In mijn bescheiden kamer is aan de binnenkant van de deur een langwerpige spiegel bevestigd. De vorige bewoner heeft ‘m laten hangen, erg bijzonder is het ding ook niet. De spiegel en ik kennen elkaar voornamelijk van de blik die we uitwisselen wanneer ik de deur uitga. "Als je haar maar goed zit" en van die dingen meer. Maar sinds ik gisteren de gruizige garage sound van Ty Segall ontdekte, is onze onderlinge verhouding naar nieuwe hoogten gestegen.
Vorig jaar al fluisterde een vriend, met veel langer haar en meer underground credibility dan ik zelf, me toe dat hij bezeten was door een Amerikaanse artiest. De naam vergat ik, die vriend zag ik een poos niet en ik leefde verder zonder het gevoel van een groots muzikaal gemis. Tot gisteren dus, toen ik de nieuwste van deze lo-fi rocker op de Luisterpaal aantrof.

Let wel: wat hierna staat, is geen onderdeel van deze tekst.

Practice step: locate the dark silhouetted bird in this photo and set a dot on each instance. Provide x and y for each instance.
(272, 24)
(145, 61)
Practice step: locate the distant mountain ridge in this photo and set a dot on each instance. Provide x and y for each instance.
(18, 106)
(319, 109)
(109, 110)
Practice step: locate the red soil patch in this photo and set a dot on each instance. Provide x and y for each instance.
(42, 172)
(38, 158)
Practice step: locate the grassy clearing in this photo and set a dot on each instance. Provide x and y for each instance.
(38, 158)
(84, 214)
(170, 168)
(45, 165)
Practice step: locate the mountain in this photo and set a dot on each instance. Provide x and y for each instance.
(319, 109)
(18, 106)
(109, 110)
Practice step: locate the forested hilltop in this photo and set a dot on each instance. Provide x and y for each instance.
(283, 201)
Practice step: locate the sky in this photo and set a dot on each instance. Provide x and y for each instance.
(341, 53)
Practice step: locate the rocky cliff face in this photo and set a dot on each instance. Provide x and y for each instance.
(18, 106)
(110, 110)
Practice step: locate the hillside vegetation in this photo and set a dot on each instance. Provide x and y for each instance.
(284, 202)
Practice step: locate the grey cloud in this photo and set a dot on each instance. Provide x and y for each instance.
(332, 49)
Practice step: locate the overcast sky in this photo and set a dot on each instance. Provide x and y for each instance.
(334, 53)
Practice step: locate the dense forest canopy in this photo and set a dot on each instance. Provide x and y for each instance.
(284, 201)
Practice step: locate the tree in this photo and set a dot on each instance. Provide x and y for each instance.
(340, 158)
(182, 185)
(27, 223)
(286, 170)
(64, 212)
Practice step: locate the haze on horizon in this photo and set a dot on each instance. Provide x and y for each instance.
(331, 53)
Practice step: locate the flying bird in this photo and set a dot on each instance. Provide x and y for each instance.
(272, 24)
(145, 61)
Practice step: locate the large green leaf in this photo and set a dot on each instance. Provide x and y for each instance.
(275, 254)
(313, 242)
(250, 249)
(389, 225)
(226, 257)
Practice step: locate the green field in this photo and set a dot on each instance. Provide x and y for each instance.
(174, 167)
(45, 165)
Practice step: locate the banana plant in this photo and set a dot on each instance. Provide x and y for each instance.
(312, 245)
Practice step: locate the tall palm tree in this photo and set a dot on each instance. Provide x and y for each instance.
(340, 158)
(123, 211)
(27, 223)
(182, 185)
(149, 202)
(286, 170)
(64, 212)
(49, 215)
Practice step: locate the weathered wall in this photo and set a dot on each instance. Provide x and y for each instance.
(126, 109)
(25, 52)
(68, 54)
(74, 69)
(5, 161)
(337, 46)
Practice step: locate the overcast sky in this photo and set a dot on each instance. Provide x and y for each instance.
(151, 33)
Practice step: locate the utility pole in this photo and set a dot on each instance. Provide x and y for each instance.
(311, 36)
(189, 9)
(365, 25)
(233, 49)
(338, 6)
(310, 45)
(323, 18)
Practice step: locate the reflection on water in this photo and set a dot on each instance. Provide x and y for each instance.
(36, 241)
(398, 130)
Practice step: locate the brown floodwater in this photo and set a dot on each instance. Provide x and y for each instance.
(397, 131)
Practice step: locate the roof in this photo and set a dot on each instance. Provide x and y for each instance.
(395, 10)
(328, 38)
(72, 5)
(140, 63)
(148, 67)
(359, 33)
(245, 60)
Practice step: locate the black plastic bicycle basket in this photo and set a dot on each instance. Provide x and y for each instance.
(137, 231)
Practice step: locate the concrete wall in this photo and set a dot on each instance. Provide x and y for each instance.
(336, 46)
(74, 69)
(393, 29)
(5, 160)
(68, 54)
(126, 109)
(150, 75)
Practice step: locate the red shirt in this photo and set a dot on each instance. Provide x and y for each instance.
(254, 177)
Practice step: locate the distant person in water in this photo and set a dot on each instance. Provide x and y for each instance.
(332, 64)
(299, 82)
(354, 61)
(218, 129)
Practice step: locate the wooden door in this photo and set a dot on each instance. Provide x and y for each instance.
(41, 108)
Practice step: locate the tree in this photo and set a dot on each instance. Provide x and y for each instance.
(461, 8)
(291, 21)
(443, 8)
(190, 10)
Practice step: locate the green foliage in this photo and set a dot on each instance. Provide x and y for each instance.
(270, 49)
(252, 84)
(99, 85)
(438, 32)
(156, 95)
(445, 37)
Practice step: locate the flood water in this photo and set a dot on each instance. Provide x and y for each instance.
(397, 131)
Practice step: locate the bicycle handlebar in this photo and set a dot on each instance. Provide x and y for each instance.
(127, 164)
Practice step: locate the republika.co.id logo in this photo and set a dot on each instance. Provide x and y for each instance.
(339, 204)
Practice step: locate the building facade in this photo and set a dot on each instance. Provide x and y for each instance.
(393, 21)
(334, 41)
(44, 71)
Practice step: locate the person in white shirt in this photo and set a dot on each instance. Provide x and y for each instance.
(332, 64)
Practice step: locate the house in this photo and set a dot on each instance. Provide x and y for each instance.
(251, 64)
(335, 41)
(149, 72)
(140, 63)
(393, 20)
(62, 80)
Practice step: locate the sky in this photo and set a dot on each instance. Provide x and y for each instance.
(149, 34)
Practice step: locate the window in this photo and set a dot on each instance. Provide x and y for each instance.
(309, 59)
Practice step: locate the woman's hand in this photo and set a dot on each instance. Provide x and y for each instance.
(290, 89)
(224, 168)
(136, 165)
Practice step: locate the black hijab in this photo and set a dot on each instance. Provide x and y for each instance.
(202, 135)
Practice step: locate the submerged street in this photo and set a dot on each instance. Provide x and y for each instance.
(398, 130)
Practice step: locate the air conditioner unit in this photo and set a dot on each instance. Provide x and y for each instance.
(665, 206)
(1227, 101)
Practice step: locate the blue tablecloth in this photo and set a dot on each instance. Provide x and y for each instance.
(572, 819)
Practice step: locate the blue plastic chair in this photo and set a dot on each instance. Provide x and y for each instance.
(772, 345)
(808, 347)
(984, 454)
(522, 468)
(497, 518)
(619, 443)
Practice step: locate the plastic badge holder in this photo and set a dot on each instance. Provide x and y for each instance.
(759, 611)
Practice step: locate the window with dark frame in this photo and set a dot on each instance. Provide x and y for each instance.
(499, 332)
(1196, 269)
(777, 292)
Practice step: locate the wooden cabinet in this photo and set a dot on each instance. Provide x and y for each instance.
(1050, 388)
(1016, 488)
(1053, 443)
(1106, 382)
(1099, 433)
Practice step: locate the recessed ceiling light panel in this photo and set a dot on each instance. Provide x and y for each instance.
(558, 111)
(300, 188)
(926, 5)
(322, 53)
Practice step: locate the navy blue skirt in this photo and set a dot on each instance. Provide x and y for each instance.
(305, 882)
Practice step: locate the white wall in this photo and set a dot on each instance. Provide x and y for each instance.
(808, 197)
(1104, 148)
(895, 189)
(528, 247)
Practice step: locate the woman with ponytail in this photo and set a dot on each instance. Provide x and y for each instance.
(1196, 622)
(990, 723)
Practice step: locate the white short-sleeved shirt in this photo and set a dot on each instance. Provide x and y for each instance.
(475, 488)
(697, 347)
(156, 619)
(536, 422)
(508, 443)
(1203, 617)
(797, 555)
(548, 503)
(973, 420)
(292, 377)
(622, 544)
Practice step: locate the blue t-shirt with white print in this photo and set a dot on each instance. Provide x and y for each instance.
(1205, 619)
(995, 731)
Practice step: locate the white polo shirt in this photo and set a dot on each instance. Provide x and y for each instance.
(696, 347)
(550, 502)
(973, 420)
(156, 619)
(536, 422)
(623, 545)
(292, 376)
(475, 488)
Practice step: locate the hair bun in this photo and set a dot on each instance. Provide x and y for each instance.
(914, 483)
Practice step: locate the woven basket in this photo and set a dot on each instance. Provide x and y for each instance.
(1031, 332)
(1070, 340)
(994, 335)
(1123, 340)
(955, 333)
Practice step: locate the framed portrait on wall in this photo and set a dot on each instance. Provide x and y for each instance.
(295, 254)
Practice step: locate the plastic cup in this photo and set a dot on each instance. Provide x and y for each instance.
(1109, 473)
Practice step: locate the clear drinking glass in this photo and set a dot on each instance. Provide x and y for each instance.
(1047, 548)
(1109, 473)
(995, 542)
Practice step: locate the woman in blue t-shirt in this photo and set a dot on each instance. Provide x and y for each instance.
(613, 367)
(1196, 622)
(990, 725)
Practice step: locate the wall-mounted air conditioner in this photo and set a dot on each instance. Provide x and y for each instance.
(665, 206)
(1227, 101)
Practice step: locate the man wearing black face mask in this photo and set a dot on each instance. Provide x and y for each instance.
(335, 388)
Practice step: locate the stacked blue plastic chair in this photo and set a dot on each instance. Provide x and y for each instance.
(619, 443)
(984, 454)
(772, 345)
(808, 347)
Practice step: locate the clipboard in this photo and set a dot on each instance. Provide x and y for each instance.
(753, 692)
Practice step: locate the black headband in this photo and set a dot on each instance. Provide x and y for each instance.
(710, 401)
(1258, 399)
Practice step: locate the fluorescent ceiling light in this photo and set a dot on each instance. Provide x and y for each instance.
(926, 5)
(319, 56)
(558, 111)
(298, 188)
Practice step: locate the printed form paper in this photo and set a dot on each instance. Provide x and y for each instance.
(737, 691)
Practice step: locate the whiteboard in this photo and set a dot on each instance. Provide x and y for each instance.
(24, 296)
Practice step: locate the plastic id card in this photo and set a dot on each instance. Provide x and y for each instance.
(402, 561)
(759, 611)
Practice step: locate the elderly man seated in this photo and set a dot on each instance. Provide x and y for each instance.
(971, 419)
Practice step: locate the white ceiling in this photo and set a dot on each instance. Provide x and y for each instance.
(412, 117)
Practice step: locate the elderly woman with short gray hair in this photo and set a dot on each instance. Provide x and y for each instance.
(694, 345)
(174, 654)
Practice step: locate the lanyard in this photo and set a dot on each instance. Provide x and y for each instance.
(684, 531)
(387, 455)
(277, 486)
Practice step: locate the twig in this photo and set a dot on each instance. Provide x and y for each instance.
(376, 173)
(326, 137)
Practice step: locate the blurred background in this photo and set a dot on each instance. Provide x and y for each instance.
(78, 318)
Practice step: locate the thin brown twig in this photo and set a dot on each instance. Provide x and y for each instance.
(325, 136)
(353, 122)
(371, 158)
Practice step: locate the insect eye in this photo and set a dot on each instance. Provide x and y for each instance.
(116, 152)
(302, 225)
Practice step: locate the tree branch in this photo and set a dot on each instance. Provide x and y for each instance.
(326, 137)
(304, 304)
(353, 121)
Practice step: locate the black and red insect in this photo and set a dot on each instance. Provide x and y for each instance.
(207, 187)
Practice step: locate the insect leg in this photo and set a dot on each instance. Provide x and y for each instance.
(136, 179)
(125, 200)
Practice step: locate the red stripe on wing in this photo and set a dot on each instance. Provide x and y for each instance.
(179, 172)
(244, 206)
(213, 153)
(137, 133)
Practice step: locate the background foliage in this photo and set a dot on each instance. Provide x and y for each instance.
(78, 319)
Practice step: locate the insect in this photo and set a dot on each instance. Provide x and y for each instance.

Een maand te laat helaas, want in mei speelde hij de kleine zaal van Paradiso plat. Omdat de rauwe energie van Ty Segall stilzitten niet duldt, zoek ik bij gebrek aan een dansvloer mijn toevlucht tot een danspartner die zijn pasjes altijd keurig afstemt op die van mij. Schokkerige spasmen of een plotselinge pirouette, hij blijkt op alles voorbereid. In de beperkte ruimte die mij en mijn evenbeeld geboden is, dansen we alsof het een lieve lust is, terwijl we tussendoor stoer in elkaars ogen staren.